The project consists of several key steps:
-
Data Generation and Feature Engineering:
- Simulated data is used to represent stock prices and volumes for a set of tickers (e.g., AAPL and MSFT).
- Features such as daily returns and volatility are engineered from the data.
-
Model Training:
- DummyRegressor models are trained as placeholders for predicting future returns of stocks.
- Trained models are saved for later use.
-
Mean-Variance Optimization:
- Utilizes historical returns predicted by the trained models to construct portfolios.
- Optimizes portfolios to maximize the Sharpe ratio, which balances returns against risk.
-
Portfolio Evaluation:
- Evaluates the optimized portfolios based on their performance metrics, such as Sharpe ratio.
- Identifies the portfolio with the highest Sharpe ratio as the optimal portfolio.
-
Backtesting:
- Tests the performance of the optimal portfolio on historical data not used in optimization.
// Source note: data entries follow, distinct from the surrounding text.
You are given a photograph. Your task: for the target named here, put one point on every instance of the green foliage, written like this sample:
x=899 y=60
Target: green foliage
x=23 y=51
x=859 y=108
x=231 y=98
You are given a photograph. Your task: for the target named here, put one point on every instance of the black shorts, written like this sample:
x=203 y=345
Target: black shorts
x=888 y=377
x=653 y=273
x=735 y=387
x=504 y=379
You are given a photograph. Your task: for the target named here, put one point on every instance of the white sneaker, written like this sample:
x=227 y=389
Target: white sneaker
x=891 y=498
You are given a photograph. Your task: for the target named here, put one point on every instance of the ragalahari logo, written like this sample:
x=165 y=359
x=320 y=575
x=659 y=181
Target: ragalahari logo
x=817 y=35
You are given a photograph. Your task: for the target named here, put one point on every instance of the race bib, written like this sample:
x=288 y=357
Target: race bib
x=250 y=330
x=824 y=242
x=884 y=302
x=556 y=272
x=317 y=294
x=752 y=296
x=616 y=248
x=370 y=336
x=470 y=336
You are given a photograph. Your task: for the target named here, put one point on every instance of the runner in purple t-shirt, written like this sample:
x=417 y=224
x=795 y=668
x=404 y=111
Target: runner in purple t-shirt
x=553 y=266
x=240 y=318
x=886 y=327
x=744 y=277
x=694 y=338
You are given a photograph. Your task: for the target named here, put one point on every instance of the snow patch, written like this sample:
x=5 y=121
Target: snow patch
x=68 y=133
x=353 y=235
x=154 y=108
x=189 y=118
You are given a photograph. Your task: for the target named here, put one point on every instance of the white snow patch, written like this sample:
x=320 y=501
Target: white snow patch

- Calculates cumulative returns over the backtesting period to assess portfolio performance.
-
Visualization:
- Visualizes the efficient frontier, which represents the set of optimal portfolios that offer the highest expected return for a given level of risk.
- Highlights the optimal portfolio on the efficient frontier plot.
-
Data Handling: Simulated data is used for demonstration purposes, but the framework can be adapted to real-world financial data sources.
-
Modeling: DummyRegressor models are employed here, but users can substitute with more sophisticated models trained on actual financial data.
-
Optimization: Mean-variance optimization is implemented using quadratic programming techniques from the CVXOPT library to find optimal portfolio weights.
-
Evaluation: Portfolios are evaluated based on their Sharpe ratios, which measure risk-adjusted returns.
-
Backtesting: The optimal portfolio is tested on historical data to gauge its performance in real-world scenarios.
To use this framework:
- Replace simulated data with actual financial data retrieval logic.
- Train models using real data and save them for future use.
- Adjust optimization parameters and constraints as per specific investment goals and risk tolerance.
- Python 3.x
- Required libraries: pandas, numpy, scikit-learn, cvxopt, matplotlib
This project is licensed under the MIT License - see the LICENSE file for details.